So then we "pair" each square up with one another in order to minimize the amount of area being colored black. In this case we have 2015 squares, forming 1007 pairs with one square left over. The 1007 pairs, no matter how they are distributed, will add 0 black area to the total. So then we are left with the problem of where to place the remaining square in order to minimize the area colored black. Notice that since we formed pairs, our remaining square will be placed in an area that is shared by 0, 2, 4, etc, squares already. Thus no matter where we place our last square, all of its area will be shared by an odd number of squares. So our minimal area being colored black is the area of our one square: $1$ $unit^2$.

Alternative proof:

For $N$ squares, we can clearly see that if there is no overlap, then we will need to fill in a maximal area of $N$ units. So in this setup, we pick one square to "slide" around. If while sliding it around we encounter another square(s), then two things can happen: the total black area remains the same, the total black area decreases. In order for it to remain the same, the square would need to enter a region that is already shared by an even number of squares. If an odd number of squares share the region, then it's like the situation in the solution above where $A$ (the shared area) is now increasing from 0. As $A$ increases, the amount being colored black will decrease.

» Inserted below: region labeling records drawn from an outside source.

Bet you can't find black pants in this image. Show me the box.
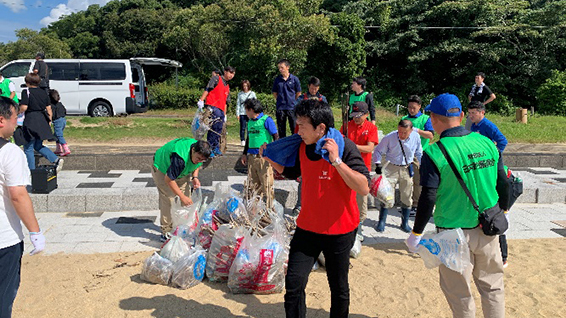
[499,234,507,263]
[275,109,295,138]
[240,115,248,141]
[0,241,24,318]
[285,228,357,318]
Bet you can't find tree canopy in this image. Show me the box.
[0,0,566,112]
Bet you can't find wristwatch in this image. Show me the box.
[332,157,342,167]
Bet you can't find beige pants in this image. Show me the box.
[248,155,275,208]
[413,158,422,208]
[356,193,368,223]
[439,227,505,318]
[151,167,191,234]
[384,163,413,208]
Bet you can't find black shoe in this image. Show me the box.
[409,207,417,218]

Thus we can continuously pick and slide squares around on the sheet. If we place the square into a region already shared by other squares, then we know that the total black area is either the same or less. Notice that by sliding squares, we can achieve any possible configuration of $N$ squares on the sheet of paper. Now notice the case where we slide all the squares perfectly onto each other. As $N$ is odd in this case, we know that the area of this configuration is $1$. More importantly, we know from our previous observations, that if we were to alter this configuration by sliding a square away from other squares then the black area will either stay the same, or increase. Thus any configuration of squares will have a minimal area of $1$.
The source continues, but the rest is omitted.